Use this as a template for your own future reviews of ICT outsourcing proposals under DORA.

Key Terms

DORA
Digital Operational Resilience Act – Regulation (EU) 2022/2554 establishing a harmonized framework for digital operational resilience of the EU financial sector, in force since January 2025.
Exit Strategy
A plan describing how a financial entity will orderly terminate an ICT third‑party arrangement, including steps to maintain continuity of critical functions during the transition.
Lead Overseer
The European Supervisory Authority (EBA, ESMA, or EIOPA) appointed to coordinate and conduct the oversight of a specific CTTP under DORA.
Sub‑outsourcing
Further outsourcing by an ICT provider of parts of the contracted services to another provider, which must be controlled and monitored by the financial entity.
Concentration Risk
Risk that excessive reliance on a small number of providers, locations, or technologies could cause disproportionate harm if one fails.
Financial Entity (FE)
Any entity within the scope of DORA, including banks, investment firms, payment institutions, e‑money institutions, insurers, and certain crypto‑asset service providers, among others.
ICT Third‑Party Risk
The risk to a financial entity’s operations, data, and compliance arising from its reliance on external providers of information and communication technology services.

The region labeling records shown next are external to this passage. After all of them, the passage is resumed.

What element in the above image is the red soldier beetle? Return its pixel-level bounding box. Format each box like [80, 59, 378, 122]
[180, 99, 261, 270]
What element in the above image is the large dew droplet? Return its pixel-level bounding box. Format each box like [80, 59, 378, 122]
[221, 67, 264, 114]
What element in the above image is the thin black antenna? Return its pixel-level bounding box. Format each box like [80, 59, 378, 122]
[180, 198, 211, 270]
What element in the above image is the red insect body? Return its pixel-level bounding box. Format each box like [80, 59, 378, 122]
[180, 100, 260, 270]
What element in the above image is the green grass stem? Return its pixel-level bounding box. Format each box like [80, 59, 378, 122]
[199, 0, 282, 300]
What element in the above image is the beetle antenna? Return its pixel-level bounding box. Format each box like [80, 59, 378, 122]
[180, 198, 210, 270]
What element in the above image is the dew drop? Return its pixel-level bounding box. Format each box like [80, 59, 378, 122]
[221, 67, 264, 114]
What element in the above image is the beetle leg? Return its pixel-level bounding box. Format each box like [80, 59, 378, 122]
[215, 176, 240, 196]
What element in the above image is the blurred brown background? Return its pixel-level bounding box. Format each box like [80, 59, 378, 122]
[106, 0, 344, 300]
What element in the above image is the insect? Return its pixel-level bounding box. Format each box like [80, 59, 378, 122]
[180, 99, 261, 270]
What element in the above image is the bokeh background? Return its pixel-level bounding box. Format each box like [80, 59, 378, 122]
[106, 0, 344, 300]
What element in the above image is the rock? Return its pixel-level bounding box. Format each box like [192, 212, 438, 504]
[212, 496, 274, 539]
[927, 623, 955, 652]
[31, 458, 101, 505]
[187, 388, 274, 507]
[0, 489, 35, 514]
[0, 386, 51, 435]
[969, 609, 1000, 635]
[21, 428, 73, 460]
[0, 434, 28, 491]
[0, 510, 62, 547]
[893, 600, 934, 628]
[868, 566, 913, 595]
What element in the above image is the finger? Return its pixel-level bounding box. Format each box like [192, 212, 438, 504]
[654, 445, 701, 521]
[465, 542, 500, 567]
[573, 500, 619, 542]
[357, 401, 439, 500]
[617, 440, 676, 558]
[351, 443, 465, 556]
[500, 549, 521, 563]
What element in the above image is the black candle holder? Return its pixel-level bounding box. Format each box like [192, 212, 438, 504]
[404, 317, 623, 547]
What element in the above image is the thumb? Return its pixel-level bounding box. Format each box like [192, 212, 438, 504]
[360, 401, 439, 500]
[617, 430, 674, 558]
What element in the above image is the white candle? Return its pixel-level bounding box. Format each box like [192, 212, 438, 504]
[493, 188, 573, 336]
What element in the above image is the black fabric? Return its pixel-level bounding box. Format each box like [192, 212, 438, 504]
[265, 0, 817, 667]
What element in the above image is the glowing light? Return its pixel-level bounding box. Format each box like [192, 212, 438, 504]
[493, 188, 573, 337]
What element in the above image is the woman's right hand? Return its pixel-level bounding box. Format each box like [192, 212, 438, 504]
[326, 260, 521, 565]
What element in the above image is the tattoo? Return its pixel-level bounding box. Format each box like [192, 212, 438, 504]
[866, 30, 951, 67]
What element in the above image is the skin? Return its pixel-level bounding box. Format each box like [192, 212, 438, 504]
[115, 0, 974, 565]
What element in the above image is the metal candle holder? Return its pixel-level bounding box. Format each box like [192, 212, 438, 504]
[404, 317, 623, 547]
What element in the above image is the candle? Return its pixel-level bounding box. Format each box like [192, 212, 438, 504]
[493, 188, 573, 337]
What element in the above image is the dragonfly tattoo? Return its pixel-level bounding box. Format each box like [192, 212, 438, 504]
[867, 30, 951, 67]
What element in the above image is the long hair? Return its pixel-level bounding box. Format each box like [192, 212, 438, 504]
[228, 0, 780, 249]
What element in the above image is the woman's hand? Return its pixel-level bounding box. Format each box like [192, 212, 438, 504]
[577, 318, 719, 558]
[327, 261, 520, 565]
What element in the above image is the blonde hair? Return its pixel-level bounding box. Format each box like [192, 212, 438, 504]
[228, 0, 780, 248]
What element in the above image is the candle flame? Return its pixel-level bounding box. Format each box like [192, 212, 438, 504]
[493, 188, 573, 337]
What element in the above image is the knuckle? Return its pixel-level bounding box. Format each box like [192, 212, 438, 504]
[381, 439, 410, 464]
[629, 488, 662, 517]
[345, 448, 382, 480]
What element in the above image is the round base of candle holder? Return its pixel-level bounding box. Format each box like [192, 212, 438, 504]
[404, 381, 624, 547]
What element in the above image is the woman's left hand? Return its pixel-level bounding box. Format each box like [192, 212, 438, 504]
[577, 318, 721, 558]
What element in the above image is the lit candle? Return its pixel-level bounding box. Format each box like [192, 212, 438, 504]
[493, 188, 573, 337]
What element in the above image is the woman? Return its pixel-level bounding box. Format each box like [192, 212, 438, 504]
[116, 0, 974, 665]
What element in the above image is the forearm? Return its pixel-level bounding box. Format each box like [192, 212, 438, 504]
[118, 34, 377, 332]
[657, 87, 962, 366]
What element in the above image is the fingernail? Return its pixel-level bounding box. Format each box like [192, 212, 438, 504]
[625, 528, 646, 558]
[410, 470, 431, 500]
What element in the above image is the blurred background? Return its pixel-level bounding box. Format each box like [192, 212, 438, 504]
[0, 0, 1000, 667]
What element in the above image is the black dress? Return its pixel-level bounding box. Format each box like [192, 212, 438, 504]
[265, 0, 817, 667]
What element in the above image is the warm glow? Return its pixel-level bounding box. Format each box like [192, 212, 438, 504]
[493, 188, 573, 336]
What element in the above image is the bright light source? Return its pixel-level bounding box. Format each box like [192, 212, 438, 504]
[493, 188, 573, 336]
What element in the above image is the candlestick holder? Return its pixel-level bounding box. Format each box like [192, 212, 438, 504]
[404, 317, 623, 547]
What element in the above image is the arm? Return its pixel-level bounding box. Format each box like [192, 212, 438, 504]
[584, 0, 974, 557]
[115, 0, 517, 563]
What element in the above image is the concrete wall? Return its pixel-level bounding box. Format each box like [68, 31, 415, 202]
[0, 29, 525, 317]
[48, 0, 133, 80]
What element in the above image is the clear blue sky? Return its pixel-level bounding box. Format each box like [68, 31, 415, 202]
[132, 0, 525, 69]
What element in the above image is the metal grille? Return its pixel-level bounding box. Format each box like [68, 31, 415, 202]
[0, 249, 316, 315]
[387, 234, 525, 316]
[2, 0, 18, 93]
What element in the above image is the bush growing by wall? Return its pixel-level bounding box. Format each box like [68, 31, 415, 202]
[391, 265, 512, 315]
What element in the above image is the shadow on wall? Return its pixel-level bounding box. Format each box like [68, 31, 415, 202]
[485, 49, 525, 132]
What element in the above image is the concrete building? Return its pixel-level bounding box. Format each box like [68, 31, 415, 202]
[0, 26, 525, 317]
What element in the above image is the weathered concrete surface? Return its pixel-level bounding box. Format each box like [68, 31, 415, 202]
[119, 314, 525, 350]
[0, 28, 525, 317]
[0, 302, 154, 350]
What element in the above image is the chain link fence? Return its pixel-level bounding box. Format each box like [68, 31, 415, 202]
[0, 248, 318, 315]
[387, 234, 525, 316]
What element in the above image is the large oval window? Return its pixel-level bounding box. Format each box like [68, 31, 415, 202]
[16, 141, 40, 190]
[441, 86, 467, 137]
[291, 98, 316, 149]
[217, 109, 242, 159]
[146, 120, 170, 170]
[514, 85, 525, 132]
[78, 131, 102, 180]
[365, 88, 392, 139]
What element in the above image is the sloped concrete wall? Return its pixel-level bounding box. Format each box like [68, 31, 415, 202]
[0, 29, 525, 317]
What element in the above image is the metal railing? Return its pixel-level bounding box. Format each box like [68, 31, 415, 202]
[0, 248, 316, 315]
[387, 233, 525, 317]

Threat‑Led Penetration Testing (TLPT)
Advanced, intelligence‑led penetration testing required under DORA for certain entities, focusing on critical functions and often involving third‑party environments.
Critical ICT Third‑Party Provider (CTTP)
An ICT provider designated at EU level as systemically important for the financial sector and placed under direct oversight by a Lead Overseer under DORA.
Register of ICT Third‑Party Arrangements
A comprehensive inventory that each FE must maintain, documenting all ICT third‑party contracts, their characteristics, criticality, risk assessments, and links to incidents and oversight.